Aussi, cette nouvelle enveloppe devrait permettre de faire l’objectif de 70 000 étudiants en études médicales et paramédicales formés à ces nouvelles pratiques par un à 100 000 étudiants — soit 83 % des étudiants engagés dans cette filière. “Un tiers des futurs professionnels de santé n’était pas ciblés« précédemment, a fait remarquer le ministre de l’Enseignement supérieur, citant notamment les aides soignants, les auxiliaires de puériculture et les aidants professionnels. »Nous ne pouvions pas considérer que certains doivent être formés au numérique et d’autres non“, at-elle ajouté. Le 10 novembre dernier, la ministre de l’Enseignement supérieur et de la Recherche et le ministre de la Santé ont par ailleurs rendu cet enseignement obligatoire dès la rentrée 2024.
Ce nouveau budget servira également à la formation des experts du numérique en santé, en continu notamment, et à la formation de “médiateurs numériques” pour accompagner les aidants familiaux.Recruter des ingénieurs et des juristes en santé numérique en France est très compliqué», note David Sainati. “On ne peut pas faire de la France un terrain attractif si on n’a pas le vivier de talents», ajoute-t-il.
Accompagnement l’innovation
La stratégie d’accélération ne concerne pas uniquement la formation, mais souhaite également s’attaquer au sujet de l’évaluation clinique, “condition indispensable à l’accès au marché de ces innovations”. “Une innovation qui a une chance de réussir est une innovation qui a fait ses preuvess”, a souligné François Braun, précisant que, en la matière, il fallait accélérer pour ne pas prendre de retard et ne pas se contenter d’une “vitesse de croisière“. Les ministres ont ainsi dévoilé les 15 projets qui seront accompagnés financièrement dans ces phases d’essai, qui pourront coûter “entre 500 000 et 1 million d’euros», constate David Sainati.
Ce sont 11,3 millions d’euros qui seront déboursés par Bpifrance qui a par ailleurs ouvert son guichet pour l’édition 2023 de cet appel à projets. “On est les seuls à faire ça, c’est très risqué, mais c’est crucial pour développer un secteur pérenne», indique le coordinateur interministériel qui sait à quel point il peut être compliqué de convaincre des investisseurs en amont de ces essais cliniques.

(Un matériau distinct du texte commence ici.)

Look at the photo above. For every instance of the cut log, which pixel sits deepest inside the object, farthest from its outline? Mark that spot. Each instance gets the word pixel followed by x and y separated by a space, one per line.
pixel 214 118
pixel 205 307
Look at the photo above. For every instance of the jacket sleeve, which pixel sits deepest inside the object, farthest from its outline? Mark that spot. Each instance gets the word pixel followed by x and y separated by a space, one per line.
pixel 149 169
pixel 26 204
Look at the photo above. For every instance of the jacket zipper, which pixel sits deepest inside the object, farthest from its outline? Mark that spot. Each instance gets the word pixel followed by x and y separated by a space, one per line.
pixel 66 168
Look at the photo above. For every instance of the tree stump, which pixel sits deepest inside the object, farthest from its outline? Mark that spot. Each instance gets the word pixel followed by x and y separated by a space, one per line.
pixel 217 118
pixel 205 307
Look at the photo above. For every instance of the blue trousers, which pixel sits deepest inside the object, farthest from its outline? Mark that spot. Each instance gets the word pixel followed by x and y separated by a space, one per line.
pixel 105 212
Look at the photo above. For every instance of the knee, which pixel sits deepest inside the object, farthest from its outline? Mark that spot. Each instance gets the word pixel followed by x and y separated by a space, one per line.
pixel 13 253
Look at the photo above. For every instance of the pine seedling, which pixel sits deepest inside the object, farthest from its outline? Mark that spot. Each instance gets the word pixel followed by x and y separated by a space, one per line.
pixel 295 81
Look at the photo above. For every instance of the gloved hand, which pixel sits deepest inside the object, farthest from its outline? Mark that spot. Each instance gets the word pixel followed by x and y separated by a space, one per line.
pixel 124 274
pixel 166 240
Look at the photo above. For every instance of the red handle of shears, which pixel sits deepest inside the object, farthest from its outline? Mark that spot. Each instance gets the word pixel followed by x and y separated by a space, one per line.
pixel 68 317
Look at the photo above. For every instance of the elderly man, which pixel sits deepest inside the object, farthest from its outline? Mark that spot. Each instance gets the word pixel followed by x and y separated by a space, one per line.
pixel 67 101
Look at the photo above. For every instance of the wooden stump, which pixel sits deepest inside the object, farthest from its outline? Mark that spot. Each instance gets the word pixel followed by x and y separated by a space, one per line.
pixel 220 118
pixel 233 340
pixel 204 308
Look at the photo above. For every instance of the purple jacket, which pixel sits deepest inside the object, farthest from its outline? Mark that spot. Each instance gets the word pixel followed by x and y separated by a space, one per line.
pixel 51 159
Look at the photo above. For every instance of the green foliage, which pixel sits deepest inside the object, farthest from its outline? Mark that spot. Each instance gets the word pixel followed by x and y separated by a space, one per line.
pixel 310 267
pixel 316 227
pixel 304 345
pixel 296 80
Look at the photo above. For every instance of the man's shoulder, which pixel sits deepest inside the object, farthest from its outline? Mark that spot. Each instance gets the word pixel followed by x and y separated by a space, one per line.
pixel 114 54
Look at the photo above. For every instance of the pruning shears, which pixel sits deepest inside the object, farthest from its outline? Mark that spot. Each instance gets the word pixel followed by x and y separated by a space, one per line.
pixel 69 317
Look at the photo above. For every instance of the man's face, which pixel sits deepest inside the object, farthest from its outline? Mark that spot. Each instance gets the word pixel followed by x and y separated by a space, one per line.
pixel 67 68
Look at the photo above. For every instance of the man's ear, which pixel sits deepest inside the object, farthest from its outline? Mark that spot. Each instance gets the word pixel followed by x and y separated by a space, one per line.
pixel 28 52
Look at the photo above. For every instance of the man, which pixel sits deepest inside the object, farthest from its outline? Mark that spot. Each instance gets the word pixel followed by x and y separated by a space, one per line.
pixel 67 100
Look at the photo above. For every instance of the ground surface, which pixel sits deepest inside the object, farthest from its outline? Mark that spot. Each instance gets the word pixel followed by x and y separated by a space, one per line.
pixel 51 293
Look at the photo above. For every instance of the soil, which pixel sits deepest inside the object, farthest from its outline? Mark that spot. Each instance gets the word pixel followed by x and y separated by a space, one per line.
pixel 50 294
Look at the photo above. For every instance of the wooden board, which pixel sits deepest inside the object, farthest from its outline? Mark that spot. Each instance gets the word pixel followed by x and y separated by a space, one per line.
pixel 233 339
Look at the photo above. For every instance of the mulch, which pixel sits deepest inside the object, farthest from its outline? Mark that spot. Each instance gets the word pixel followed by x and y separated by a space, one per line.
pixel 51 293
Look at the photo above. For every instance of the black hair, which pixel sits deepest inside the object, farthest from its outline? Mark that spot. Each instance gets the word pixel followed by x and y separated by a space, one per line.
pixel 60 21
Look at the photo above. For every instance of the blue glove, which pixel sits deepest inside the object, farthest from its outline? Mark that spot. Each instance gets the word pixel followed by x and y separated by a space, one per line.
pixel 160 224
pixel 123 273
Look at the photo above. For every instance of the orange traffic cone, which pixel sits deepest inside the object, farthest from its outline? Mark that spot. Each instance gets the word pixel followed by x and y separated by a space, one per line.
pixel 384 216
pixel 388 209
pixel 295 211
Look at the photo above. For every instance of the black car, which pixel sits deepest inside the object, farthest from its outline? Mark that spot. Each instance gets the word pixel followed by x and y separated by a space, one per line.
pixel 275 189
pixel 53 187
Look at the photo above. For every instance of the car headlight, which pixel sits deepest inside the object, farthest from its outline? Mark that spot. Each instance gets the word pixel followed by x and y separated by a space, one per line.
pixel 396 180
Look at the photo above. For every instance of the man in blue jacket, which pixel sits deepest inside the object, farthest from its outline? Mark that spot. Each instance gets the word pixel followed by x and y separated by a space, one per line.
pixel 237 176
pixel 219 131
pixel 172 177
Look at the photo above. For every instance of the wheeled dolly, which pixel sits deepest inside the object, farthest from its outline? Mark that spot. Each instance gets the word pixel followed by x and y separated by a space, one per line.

Et puisque le “marché n’a pas de place pour des gadgets”, un autre appel à projets, “Tiers lieux d’expérimentation” va permettre à ses 10 premiers lauréats de tester des dispositifs de santé numérique dans des “structures sanitaires et médicosociales”, comme l’hôpital ou la pharmacie, pour mettre à l ‘épreuve les technologies naissantes face aux besoins réels des acteurs sur le terrain et des usages dans une démarche de co-conception. “Ce n’est que le début“, a ajouté le ministre de la Santé, précisant que 30 “tiers lieux” seront sélectionnés d’ici à 2025 pour un montant d’aide de plus de 63 millions d’euros.